Report: Free Market Road Show in Skopje 2019

against populism

Some things never change, although they can certainly take on frightening new forms. Venezuela is a perfect example. As the country which used to be one of South America’s richest enters the final stages of socialist collapse, collectivist ideologues all around the world are once again grasping for ways to put the blame for socialism’s inherent, fatal flaws on any external factor they can find, from the price of oil to shadowy capitalist conspiracies led by American imperialists – anywhere except the place it so clearly belongs, squarely on the corrupt dictatorship of Nicolas Maduro and his predecessor, Hugo Chavez.

Fortunately, these deceptions are not going unchallenged, especially in countries that have already experienced the nightmare of collectivism first-hand. On that note Federico Fernandez, President of Fundación International Bases and a Senior Fellow at the Austrian Economics Center in Vienna, systematically debunked the mystifications and outright lies circulated by the regime’s apologists to a packed audience of students attending the Free Market Road Show at Skopje.

    

Taking on the most brazen lie first, Fernandez noted, “People blame the price of oil but it’s just not true.” When Hugo Chavez came to power in 1999, oil cost less than $20 a barrel, but the price almost tripled to over $50 by 2005, allowing Chavez to embark on a massive expansion of social welfare programs focused exclusively on rewarding his regime’s poor supporters. At first, as Chavez expanded his populist “Bolivarian revolution,” the price of oil kept going up, and the good times continued with more giveaways and patronage. Drawing comparisons to the movie Requiem for a Dream, Fernandez observed: “Populism is like drug addiction. In the first stages of the habit, at the beginning it’s great.”
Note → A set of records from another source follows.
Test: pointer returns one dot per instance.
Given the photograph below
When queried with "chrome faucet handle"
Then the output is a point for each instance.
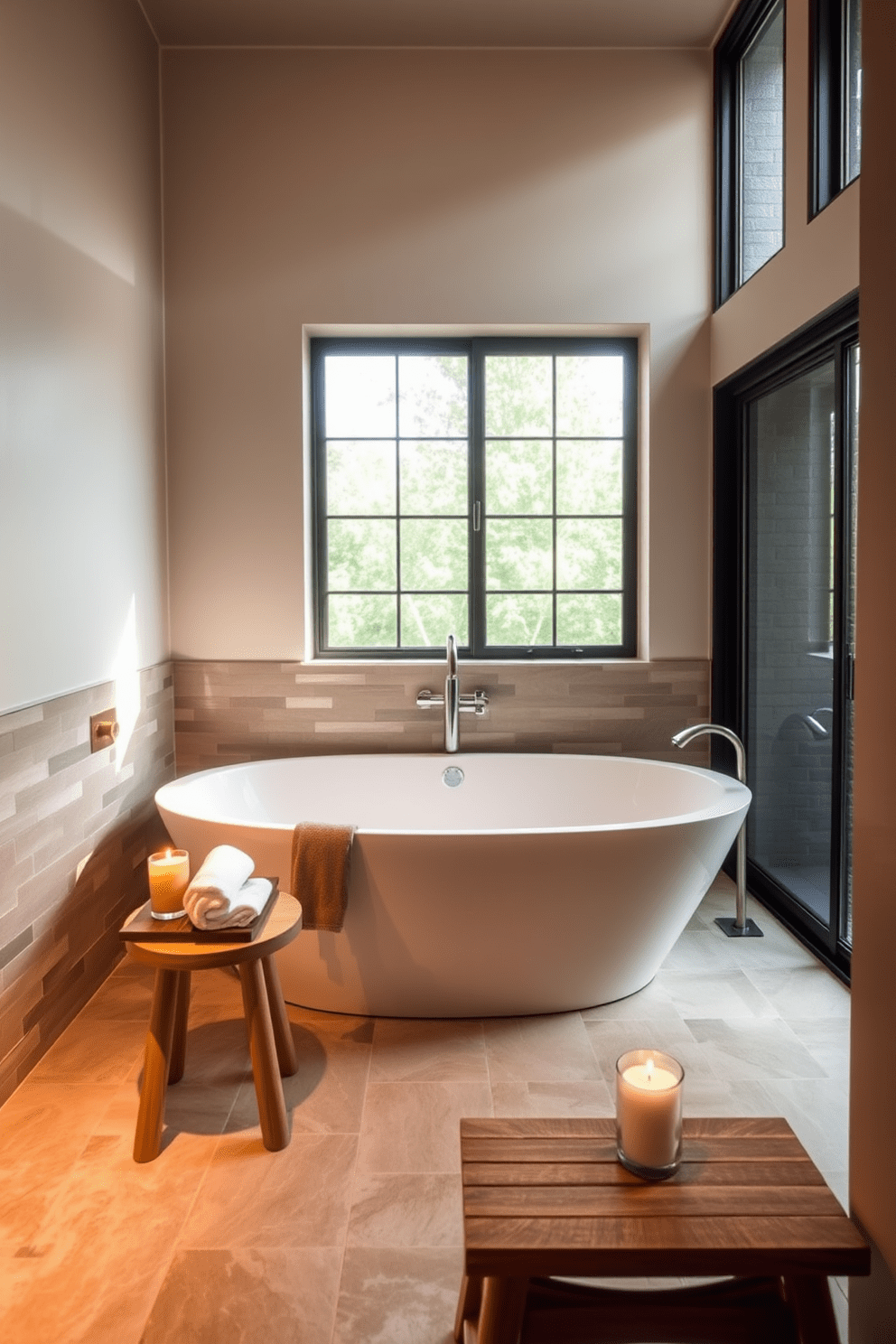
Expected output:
(476, 703)
(450, 650)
Fluctuations notwithstanding, the price of oil has remained well above its level when Chavez first took office, reaching a peak average annual price of $109.45 per barrel in 2012; it’s currently trading around $65 per barrel. But with the inexorable logic of populist political movements, the Bolivarian regime kept on spending more and more. By the time Chavez died in 2013, Fernandez pointed out, Venezuela was spending money as if the price of oil was $197 per barrel, an eye-watering level almost twice that year’s actual average price of $105.87. No surprise, this profligate approach quickly burned through the country’s foreign exchange reserves, forcing Chavez’s successor, Maduro, to resort to increasingly repressive measures – the nightmarish second stage of the populist addiction.

Now the state resorted to the old authoritarian tactics of price and capital controls as well as fixed exchange rates that existed only in the realm of fantasy. With price controls driving goods from store shelves to black markets and shortages mounting in everything from food and medicine to industrial equipment and toilet paper, the regime doubled down again and again. The state nationalized over 60,000 private properties, including the local operations of numerous foreign companies.

Most damningly, as the financial crunch worsened, the regime knowingly destroyed its own main revenue source by turning the state-owned oil company, PDVSA, into another welfare agency, giving jobs to unqualified political supporters and appropriating oil income for social programs. As a result, there was no money left for capital investment, maintenance and the complex hydrogeological work required to keep oil fields producing. Remarkably, the country with the world’s largest proven reserves of oil saw production tumble from over three million barrels per day in 2008 to around 1.3 million per day in 2018, triggering a death spiral as lower oil incomes led to more underinvestment and neglect, sending production even lower, and so on. GDP contracted 35% from 2013-2017 – a rate of collapse, Fernandez noted, only historically exceeded in cases such as the Rwandan genocide in 1994.

Ending on a somber note, Fernandez showed the crowd of students a slide with the faces of dozens of people killed by the Venezuelan regime during crackdowns against citizens protesting shortages and repression, concluding: “It was not about the oil prices. It was socialism, and socialism always finishes like this. There’s nothing more anti-social than socialism.”